Additionally, a probability course is a co-requisite: 36-217: Probability Theory and Random Processes OR 36-225: Introduction to Probability and Statistics I

A minimum grade of 'C' is required in all these courses.

Projects

These are proposed project ideas, for discussion by the 10-601 teaching team (Eric, William, and the TAs). No final decisions have been made.

  • Building a deep belief network learning system (Eric's proposal). The project is to implement and train a deep belief network, and test it on the ImageNet dataset (the full dataset is 10M images, 10k categories, but we will choose a smaller subset for experimental purposes.) This could be run as a Kaggle-like competition.
  • Building and evaluating an out-of-the-box classifier learner (William's proposal). Some learning algorithms require more tuning to a new problem than others, but most of what is known about how to tune classifiers for a learning task is folklore, not science. The question here is: which algorithms are most robust?
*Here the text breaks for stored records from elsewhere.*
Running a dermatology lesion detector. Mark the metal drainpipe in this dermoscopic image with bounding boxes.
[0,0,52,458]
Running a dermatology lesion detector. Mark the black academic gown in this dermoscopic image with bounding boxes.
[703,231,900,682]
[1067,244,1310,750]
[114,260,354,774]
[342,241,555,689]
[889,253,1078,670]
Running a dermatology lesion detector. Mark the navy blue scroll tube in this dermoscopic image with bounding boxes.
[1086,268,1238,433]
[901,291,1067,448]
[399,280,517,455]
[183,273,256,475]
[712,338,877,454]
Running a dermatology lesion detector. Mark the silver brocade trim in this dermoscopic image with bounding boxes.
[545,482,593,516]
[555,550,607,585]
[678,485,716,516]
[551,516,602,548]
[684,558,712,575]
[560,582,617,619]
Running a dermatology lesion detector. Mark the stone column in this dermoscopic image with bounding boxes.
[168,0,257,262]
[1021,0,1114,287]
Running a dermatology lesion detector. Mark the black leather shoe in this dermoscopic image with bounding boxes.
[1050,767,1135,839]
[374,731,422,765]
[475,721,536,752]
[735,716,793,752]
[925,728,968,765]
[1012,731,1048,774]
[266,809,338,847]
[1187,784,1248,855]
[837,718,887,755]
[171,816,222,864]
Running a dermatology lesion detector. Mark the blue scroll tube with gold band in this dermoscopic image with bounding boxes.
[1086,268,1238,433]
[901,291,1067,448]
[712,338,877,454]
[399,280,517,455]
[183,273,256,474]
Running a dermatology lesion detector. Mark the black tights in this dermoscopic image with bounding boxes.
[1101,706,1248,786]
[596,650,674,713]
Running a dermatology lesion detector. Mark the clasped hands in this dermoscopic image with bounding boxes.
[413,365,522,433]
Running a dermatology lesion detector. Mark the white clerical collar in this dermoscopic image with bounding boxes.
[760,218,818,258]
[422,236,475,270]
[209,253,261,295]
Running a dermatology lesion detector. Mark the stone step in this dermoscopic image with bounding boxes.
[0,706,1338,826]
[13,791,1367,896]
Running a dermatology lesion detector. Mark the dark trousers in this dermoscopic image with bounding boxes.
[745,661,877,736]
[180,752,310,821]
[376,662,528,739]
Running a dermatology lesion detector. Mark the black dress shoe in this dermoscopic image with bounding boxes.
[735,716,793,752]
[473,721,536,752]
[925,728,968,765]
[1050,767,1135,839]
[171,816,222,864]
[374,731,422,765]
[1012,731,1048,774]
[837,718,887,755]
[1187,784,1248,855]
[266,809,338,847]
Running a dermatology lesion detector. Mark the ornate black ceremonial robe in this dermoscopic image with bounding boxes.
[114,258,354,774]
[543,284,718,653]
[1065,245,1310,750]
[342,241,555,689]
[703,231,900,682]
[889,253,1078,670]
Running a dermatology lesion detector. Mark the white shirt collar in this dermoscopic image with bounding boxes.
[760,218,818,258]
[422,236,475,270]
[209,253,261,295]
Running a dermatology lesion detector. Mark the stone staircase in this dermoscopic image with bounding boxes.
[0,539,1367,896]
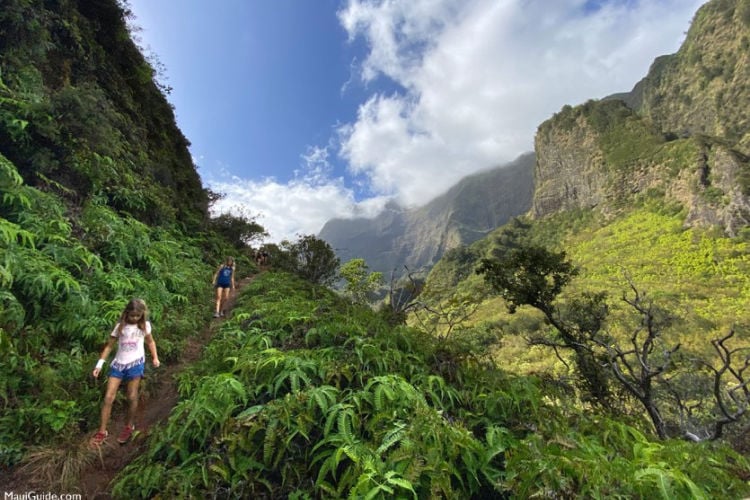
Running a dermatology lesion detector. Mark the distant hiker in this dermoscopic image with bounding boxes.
[211,257,234,318]
[91,299,160,446]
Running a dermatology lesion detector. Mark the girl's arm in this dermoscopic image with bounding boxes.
[92,337,117,378]
[145,333,161,368]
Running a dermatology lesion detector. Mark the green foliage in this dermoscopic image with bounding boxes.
[209,213,268,250]
[278,235,340,285]
[114,272,748,498]
[339,259,383,304]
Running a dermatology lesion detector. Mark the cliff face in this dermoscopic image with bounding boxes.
[318,154,534,276]
[531,0,750,235]
[0,0,209,230]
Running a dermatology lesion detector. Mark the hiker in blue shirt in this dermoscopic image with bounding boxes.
[211,257,234,318]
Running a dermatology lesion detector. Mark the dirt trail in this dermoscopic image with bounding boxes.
[2,276,253,499]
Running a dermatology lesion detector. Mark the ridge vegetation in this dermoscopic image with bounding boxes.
[0,0,750,499]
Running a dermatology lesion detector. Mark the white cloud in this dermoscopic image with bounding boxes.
[339,0,703,204]
[208,163,386,243]
[208,0,703,242]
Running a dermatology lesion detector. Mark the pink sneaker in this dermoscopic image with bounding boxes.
[91,431,109,446]
[117,425,135,444]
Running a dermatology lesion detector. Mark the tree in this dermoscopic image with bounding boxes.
[280,234,340,285]
[477,244,750,441]
[339,259,383,304]
[210,211,268,250]
[477,244,609,403]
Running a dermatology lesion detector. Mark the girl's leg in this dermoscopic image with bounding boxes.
[216,286,223,314]
[221,287,230,313]
[126,377,141,428]
[99,377,122,432]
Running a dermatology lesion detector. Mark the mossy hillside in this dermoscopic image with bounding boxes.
[426,199,750,373]
[113,272,747,498]
[0,0,208,230]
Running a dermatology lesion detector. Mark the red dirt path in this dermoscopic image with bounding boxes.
[0,277,253,500]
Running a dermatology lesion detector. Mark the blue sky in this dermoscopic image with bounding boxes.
[127,0,704,242]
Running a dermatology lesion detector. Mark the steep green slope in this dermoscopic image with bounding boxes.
[0,0,250,472]
[113,273,750,499]
[0,0,208,230]
[427,202,750,373]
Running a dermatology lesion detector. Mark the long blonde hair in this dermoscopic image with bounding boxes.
[117,299,148,335]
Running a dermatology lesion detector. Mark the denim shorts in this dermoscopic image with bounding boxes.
[109,363,146,382]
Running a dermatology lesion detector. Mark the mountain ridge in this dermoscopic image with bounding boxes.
[318,153,534,276]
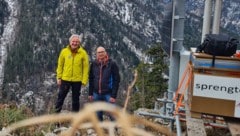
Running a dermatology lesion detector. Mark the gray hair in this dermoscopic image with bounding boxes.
[69,34,81,42]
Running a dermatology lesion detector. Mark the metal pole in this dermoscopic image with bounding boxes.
[212,0,222,34]
[201,0,212,43]
[168,0,185,136]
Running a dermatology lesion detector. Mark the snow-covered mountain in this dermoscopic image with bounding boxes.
[0,0,240,113]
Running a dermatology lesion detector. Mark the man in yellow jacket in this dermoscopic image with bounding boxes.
[55,34,89,113]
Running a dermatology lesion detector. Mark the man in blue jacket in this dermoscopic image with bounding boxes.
[88,46,120,121]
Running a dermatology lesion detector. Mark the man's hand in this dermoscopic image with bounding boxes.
[109,97,116,103]
[88,95,93,102]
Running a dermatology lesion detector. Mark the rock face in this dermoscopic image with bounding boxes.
[0,0,240,114]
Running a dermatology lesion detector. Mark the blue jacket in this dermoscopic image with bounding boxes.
[89,59,120,98]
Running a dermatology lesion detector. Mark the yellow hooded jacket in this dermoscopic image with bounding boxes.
[57,45,89,85]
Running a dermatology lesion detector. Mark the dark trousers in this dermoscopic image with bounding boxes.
[93,93,115,121]
[55,80,82,113]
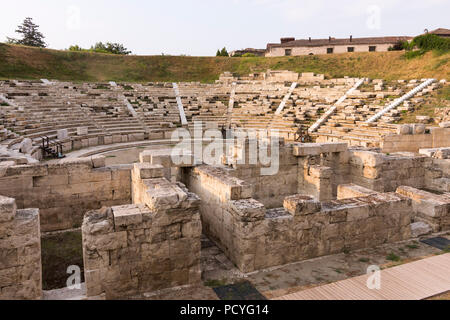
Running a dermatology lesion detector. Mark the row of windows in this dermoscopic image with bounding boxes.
[284,46,377,56]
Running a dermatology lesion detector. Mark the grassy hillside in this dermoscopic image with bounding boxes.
[0,44,450,82]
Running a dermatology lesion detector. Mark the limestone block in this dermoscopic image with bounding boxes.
[411,221,433,238]
[91,155,106,168]
[77,127,88,136]
[283,194,321,216]
[308,165,333,179]
[321,142,348,153]
[111,205,142,226]
[0,161,16,178]
[0,196,17,222]
[350,151,384,167]
[412,123,425,134]
[416,116,430,124]
[103,136,113,144]
[19,138,33,153]
[133,162,164,180]
[396,186,450,218]
[56,129,69,140]
[397,124,412,135]
[228,199,266,221]
[84,231,127,250]
[293,143,322,157]
[88,137,99,147]
[337,183,377,200]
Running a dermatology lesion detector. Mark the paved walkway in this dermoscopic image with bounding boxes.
[276,253,450,300]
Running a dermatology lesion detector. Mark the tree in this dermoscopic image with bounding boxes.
[69,42,131,55]
[220,47,229,57]
[7,17,47,48]
[91,42,131,55]
[216,47,229,57]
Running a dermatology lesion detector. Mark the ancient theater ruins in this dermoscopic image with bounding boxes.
[0,70,450,299]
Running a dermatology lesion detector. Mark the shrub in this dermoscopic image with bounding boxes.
[412,34,450,52]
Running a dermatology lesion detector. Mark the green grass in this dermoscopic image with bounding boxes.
[41,231,83,290]
[0,44,450,82]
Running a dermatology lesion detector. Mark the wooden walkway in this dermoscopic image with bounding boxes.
[275,253,450,300]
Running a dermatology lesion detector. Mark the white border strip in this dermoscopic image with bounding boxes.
[172,82,187,126]
[366,79,436,123]
[275,82,297,115]
[308,78,366,133]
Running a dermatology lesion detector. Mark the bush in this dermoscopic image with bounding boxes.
[69,42,131,55]
[402,34,450,59]
[411,34,450,52]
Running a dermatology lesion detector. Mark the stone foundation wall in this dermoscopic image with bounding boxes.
[424,158,450,192]
[292,143,350,200]
[82,164,201,299]
[229,143,298,208]
[380,128,450,152]
[0,156,131,231]
[349,150,427,192]
[397,186,450,232]
[188,162,412,272]
[0,196,42,300]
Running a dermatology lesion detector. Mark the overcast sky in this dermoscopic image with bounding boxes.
[0,0,450,56]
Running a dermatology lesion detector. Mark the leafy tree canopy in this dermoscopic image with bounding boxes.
[69,42,131,55]
[7,17,47,48]
[216,47,229,57]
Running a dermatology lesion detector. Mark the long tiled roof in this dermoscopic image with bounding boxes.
[267,36,412,49]
[428,28,450,36]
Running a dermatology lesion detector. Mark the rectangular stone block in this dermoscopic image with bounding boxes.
[77,127,88,136]
[133,162,164,180]
[0,196,17,222]
[283,194,321,216]
[112,205,142,226]
[293,143,322,157]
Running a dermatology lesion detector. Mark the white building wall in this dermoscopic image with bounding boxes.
[266,43,394,57]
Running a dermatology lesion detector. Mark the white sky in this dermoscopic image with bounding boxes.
[0,0,450,56]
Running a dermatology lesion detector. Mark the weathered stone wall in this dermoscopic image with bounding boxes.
[0,156,131,231]
[397,186,450,232]
[229,143,298,208]
[188,162,411,272]
[349,150,426,192]
[424,158,450,192]
[380,128,450,152]
[82,164,202,299]
[291,143,350,200]
[0,196,42,300]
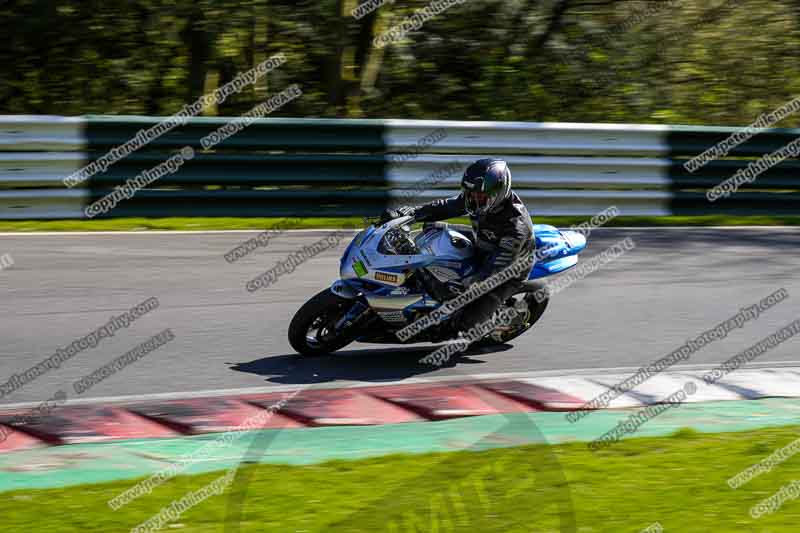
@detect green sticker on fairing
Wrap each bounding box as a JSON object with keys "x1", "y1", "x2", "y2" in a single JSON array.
[{"x1": 353, "y1": 259, "x2": 367, "y2": 278}]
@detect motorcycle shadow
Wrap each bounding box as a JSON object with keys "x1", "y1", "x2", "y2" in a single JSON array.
[{"x1": 230, "y1": 344, "x2": 512, "y2": 385}]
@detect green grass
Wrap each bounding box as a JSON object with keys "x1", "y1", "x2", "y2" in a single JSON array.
[
  {"x1": 0, "y1": 215, "x2": 800, "y2": 231},
  {"x1": 9, "y1": 426, "x2": 800, "y2": 533}
]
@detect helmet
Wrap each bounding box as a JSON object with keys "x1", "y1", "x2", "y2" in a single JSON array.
[{"x1": 461, "y1": 159, "x2": 511, "y2": 216}]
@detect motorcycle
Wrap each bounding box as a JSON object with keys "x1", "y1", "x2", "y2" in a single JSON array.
[{"x1": 289, "y1": 216, "x2": 586, "y2": 356}]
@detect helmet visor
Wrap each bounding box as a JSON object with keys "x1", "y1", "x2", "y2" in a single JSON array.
[{"x1": 464, "y1": 191, "x2": 493, "y2": 213}]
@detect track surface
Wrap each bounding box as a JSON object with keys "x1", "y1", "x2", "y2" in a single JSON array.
[{"x1": 0, "y1": 228, "x2": 800, "y2": 404}]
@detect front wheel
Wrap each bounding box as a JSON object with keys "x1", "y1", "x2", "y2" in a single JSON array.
[{"x1": 289, "y1": 289, "x2": 354, "y2": 356}]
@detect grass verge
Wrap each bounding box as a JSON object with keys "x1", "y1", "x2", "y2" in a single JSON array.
[
  {"x1": 6, "y1": 426, "x2": 800, "y2": 533},
  {"x1": 0, "y1": 215, "x2": 800, "y2": 232}
]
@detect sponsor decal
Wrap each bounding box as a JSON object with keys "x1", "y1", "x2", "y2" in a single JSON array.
[
  {"x1": 375, "y1": 272, "x2": 400, "y2": 283},
  {"x1": 353, "y1": 259, "x2": 367, "y2": 278}
]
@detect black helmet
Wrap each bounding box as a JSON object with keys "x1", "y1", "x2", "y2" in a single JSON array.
[{"x1": 461, "y1": 159, "x2": 511, "y2": 216}]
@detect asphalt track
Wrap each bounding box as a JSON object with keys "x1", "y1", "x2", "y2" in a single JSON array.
[{"x1": 0, "y1": 224, "x2": 800, "y2": 404}]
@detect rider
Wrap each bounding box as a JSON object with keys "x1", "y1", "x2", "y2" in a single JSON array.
[{"x1": 381, "y1": 159, "x2": 536, "y2": 338}]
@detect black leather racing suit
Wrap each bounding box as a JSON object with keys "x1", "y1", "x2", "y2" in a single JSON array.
[{"x1": 414, "y1": 192, "x2": 536, "y2": 332}]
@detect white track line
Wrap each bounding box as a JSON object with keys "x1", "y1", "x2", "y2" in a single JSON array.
[
  {"x1": 0, "y1": 226, "x2": 800, "y2": 237},
  {"x1": 0, "y1": 361, "x2": 800, "y2": 411}
]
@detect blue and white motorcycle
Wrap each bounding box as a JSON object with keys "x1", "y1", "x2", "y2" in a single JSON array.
[{"x1": 289, "y1": 217, "x2": 586, "y2": 355}]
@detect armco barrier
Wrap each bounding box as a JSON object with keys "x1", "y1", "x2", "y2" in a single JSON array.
[{"x1": 0, "y1": 116, "x2": 800, "y2": 219}]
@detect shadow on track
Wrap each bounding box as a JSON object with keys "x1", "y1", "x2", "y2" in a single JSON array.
[{"x1": 231, "y1": 344, "x2": 511, "y2": 385}]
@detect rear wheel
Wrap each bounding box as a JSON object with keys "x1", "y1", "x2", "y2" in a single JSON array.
[
  {"x1": 478, "y1": 286, "x2": 550, "y2": 346},
  {"x1": 289, "y1": 289, "x2": 355, "y2": 356}
]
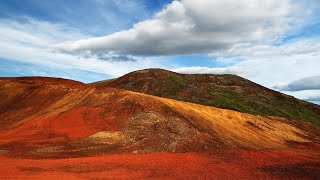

To address this I suggest a competition with these rules.
    • Submitted learners will be scored by their average error rates (say) over 5 evaluation learning tasks, each of which has an associated train/test split.
    • The evaluation tasks are not known in advance - instead there are 20 development learning tasks, each of which has an associated train/test split, to tune the learning system.
    • The learning system could be one of several things:
      1. A plain classifier learner (eg, a standard implementation of random forests might be a good baseline)
      2. A classifier learner with a wrapper around it that does a parameter sweep and picks a set of parameters.
      3. A set of K classifier learners, which uses internal cross-validation to pick the best set.